Si les adaptations de Dracula sont sans nul doute les plus nombreuses, Carmilla a également eu droit à de nombreuses variations cinématographiques (notamment lorsqu’il s’agit d’explorer les aspects saphiques de l’histoire). Si on retrouve ici l’idée d’une relation homo-érotique qui s’installe entre Susan et Carmilla/Mircalla, La Mariée sanglante propose surtout de revisiter le pourquoi de l’influence de Carmilla sur Susan, offrant ainsi la possibilité à la jeune femme de se venger d’un mari violent. Ce que Carmilla a elle-même vécu (et ce qui lui a valu l’opprobre de sa famille et de la loi – elle a tué son mari le soir de la nuit de noces –). D’un côté, Susan qui sent le dégout qu’elle éprouve pour son époux croître, de l’autre ce dernier qui cherche dans la psychanalyse freudienne (le complexe de Judith) les raisons des tourments dont est atteinte sa femme.
Globalement, le jeu des acteurs est plutôt efficace, même si c’est bien le duo Susan/Carmilla qui se détache. Le film possède par ailleurs une charge onirique assez présente, entre les scènes de cauchemar de Susan, ou la scène où le mari déterre Carmilla, au moment même où il enterre le poignard de cette dernière. Reste que le film est alourdi par plusieurs invraisemblances et raccourcis (comment Susan et son mari en sont-ils arrivés à la conclusion que Carmilla était la source du problème ?) qui peuvent ceci dit témoigner de coupes scénaristiques malhabiles, ou de coupes au montage. Reste que cela parasite la narration, même si la conclusion du film n’est pas impactée.

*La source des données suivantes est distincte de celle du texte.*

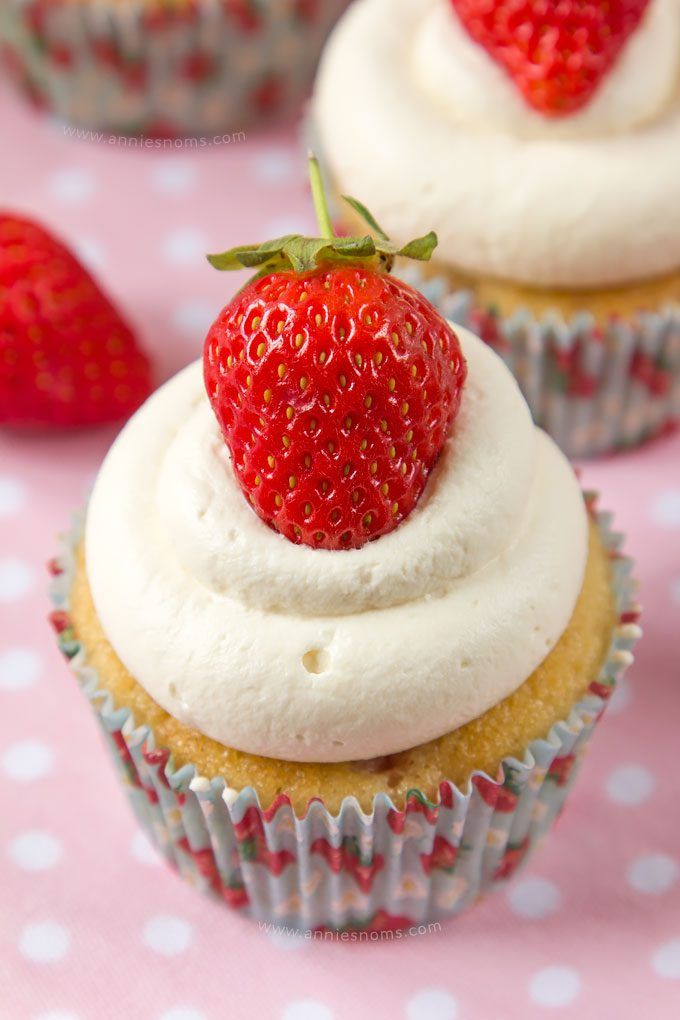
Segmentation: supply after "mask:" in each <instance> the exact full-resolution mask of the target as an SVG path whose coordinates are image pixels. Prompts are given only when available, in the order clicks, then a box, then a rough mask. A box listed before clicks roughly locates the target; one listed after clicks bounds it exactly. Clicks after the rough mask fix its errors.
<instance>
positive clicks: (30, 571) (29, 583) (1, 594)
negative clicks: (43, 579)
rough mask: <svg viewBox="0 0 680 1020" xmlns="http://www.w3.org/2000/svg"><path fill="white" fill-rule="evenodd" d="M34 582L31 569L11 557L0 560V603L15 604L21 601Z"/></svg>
mask: <svg viewBox="0 0 680 1020" xmlns="http://www.w3.org/2000/svg"><path fill="white" fill-rule="evenodd" d="M35 580H36V575H35V571H34V569H33V567H31V566H29V564H28V563H24V562H23V560H17V559H16V558H15V557H13V556H7V557H5V558H4V559H2V560H0V602H15V601H16V600H17V599H22V598H23V596H24V595H27V594H28V593H29V592H30V591H31V589H32V588H33V585H34V583H35Z"/></svg>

Adaptation (même si très libre) du roman de Le Fanu oblige, il y a bien évidemment un aspect vampirique au film. Que ce soit dans les morsures que laisse Carmilla/Mircalla quand elle embrasse ses victimes (victimes qui ne semblent pas pour autant forcées), ou dans l’idée qu’elle repose dans un cercueil, une fois la nuit tombée (Elle ne semble donc pas craindre le soleil). Pour autant, si le sang est très présent dans le film, Carmilla ne semble pas en avoir besoin pour assurer sa survie.

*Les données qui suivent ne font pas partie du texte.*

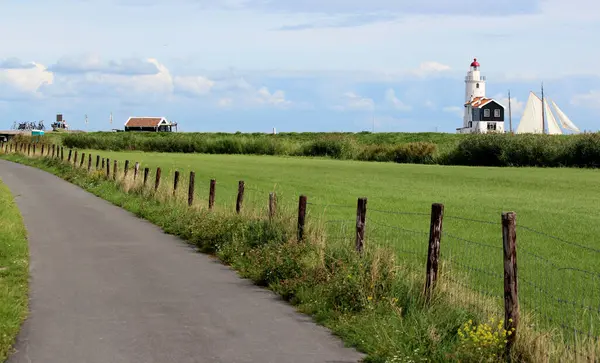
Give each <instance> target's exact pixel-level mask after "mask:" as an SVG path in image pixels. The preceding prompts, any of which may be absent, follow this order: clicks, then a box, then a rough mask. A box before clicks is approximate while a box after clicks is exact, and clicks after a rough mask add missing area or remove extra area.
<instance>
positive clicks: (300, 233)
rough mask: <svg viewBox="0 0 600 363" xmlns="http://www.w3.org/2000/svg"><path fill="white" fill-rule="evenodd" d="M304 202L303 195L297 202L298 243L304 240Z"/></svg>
mask: <svg viewBox="0 0 600 363" xmlns="http://www.w3.org/2000/svg"><path fill="white" fill-rule="evenodd" d="M306 201H307V198H306V196H305V195H301V196H300V199H299V200H298V242H300V241H302V240H303V239H304V224H305V223H306Z"/></svg>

Un film assez intéressant dans l’éclairage qu’il propose sur l’histoire du personnage de Carmilla (cela semble d’ailleurs être un aspect incontournable dans les adaptations cinéma du roman : donner un sens à la malédiction dont est victime la vampire). Tout en se parant des atours d’une charge contre les violence faites aux femmes mariées (voire d’une charge contre le mariage tout court). Pas parfait, car il y a des raccords assez abracadabrantesques, mais l’ensemble vaut le coup d’œil. A noter par ailleurs le souci de complétion d’Artus Films, qui a choisi de structurer le film vis à vis de la version française, qui possède des scènes absentes de la VO. Du coup, lors du visionnage de versions sous-titrée, la bande son passe par deux fois en VF, de manière à y inclure ces scènes.